Sclerotherapy of the pelvic origin varicose veins without embolization of the pelvic vein – does make sense?
Eberhard Rabe (Germany)
Atypical varicose veins without saphenofemoral or saphenopopliteal reflux may develop in the vulvar or pudendal area in women. Reflux in these varices may be connected to insufficient pelvic veins. In the most of the cases, the left ovarian vein or the hypogastric veins are involved. Venous obstruction or a local pathology is another (rare) reason for this condition. Many of the affected women are multiparous and such veins develop during pregnancy and are located only in the genital, pudendal, or proximal thigh area. Only a few case reports and case control series have been published concerning the treatment of vulvar or pudendal atypical varicose veins and no prospective randomized studies comparing different treatment options are available. The benefit of embolization of pelvic veins in patients without pelvic congestion syndrome was not demonstrated in randomized control trials comparing the results with atypical varicose vein treatment by phlebectomy or sclerotherapy alone. Therefore, embolization should only be used in a well-established indication. Embolization should be recommended in pelvic congestion syndrome due to ovarian or pelvic vein reflux with or without vulvar, pudendal, or leg atypical varicose veins. Foam sclerotherapy or phlebectomy without embolization of the ovarian vein shows good results in patients with atypical varicose veins of pelvic origin. Embolization should be considered in symptomatic cases with recurrent varicose veins after treatment even if no pelvic congestion syndrome is present. Randomized comparative studies comparing embolization on incompetent pelvic veins and sclerotherapy of atypical varicose veinswith pelvic origin should be performed.

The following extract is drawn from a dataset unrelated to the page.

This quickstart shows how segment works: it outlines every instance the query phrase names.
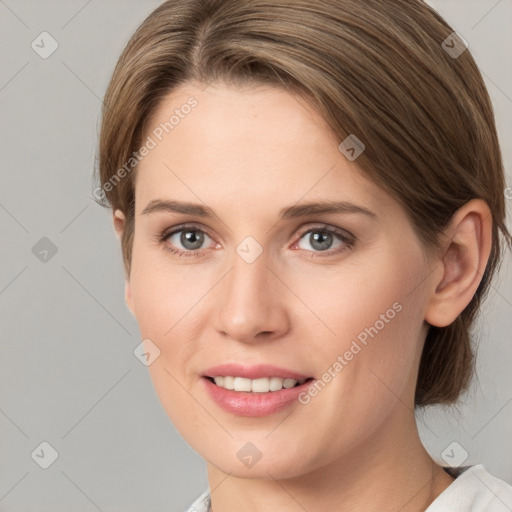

Sclerotherapy can be enough for varicose veins of pelvic origin
Lorenzo Tessari (Italy)
According to Lorenzo Tessari, at least 45% of varicose veins of the great saphenous vein do not originate from the saphenofemoral junction. In spite of a complete saphenofemoral junction and great saphenous vein truncular continence, other kinds of reflux coming from the groin or from the perineal and/or gluteal region can occur. The frequency of pelvic reflux is consistently increased from 5%, 20%, 45%, 65%, and 80% for no pregnancy, 1, 2, 3, and 4+ pregnancies, respectively. According the Franceschi classification, there are 6 points of pelvic reflux: (i) point I (groin) – round ligament vein origin; (ii) suprapubic origin (spontaneous “Palma”); (iii) point P (perineal) – internal pudendal vein origin; (iv) obturator vein origin; (v) ischiatic vein/inferior gluteal vein origin; and (vi) clitoral vein origin. The frequency of reflux is 12% for point I, 1% for suprapubic veins, 13% for obturator veins, 24% for ischiatic vein/inferior gluteal vein, 2% for the clitoral vein, and 48% for point P. It is possible to use foam sclerotherapy to treat each reflux variant (Lorenzo Tessari prefers 2% and 3% sodium tetradecyl sulfate) with good long-term results (88% complete obliteration after 13 years).